The Volkswagen Group is dealing with an enormous process of change. In this context, The “Futures of Mobility” project, which involves all the Group’s brands, points the long-term way.
No one can tell the future. However, by analysing 2,000 research papers and by considering the customers’ points of view in their respective environments, it is possible to get an idea of things to come. “Futures of Mobility” does exactly this through a network of experts who meet up on a regular basis – the so-called “Future Heads”. In other words, it assists the Volkswagen Group and its brands in the way towards the future. Or rather, “futures”, plural. The participants have been called on to imagine and plan out different possible scenarios, rather than working on a unique, large-scale vision which could miss the point.

The project involves the Group and Brands transversely. Leaving the sectoral mentality aside and adopting an approach which focuses on customers’ actual habits, the “Future Heads” analyse different situations, define the points of contact between them and the brand for which they work, and describe the added value in a future context.
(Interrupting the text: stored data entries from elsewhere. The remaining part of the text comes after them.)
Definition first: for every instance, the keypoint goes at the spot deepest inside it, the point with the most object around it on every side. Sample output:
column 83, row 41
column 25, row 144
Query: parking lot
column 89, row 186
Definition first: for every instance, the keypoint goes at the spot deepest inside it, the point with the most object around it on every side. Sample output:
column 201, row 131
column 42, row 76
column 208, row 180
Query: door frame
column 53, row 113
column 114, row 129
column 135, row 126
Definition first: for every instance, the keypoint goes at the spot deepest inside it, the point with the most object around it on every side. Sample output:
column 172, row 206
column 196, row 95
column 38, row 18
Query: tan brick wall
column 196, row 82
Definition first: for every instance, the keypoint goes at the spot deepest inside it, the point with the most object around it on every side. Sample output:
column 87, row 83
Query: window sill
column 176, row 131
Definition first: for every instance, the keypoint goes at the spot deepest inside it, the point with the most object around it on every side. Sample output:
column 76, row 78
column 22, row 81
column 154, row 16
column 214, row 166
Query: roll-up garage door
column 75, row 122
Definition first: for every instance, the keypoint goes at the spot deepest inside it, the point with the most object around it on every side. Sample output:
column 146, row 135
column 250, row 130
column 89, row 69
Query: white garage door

This exercise has, so far, led to the identification of four different scenarios which, due to practical considerations, have been associated with the same number of different cities or regions: Beijing, San Francisco, Mumbai and eastern Saxony. They are representative examples to describe many situations all over the world. New forms of transport, ever-greater connectivity and integrated mobility solutions: these are the main future challenges for the Volkswagen Group.

The “Future Heads”
Designers, engineers, specialists in the IT, HR and sales sectors: a team made of over 250 people from all brands and departments of the Volkswagen Group. The “Future Heads” set themselves apart with their open-mindedness towards innovation and their desire to shape the future in a concrete manner, and they are working on developing new ideas for the mobility of tomorrow. They debate and compare ideas on apps, interfaces, digital ecosystems and devices; autonomous, electric, vertical and multimodal mobility; traffic management and connectivity. They conduct detailed research on current and future technological trends, as Axel Heinrich, Head of Volkswagen Group Research, explains: “2030 may seem a long way away, but it isn’t really. We need to organise ourselves now to be ready for tomorrow. We have previously been accustomed to planning seven years ahead, but that is no longer sufficient. The work we are moving forward with today will form the basis for our future research”.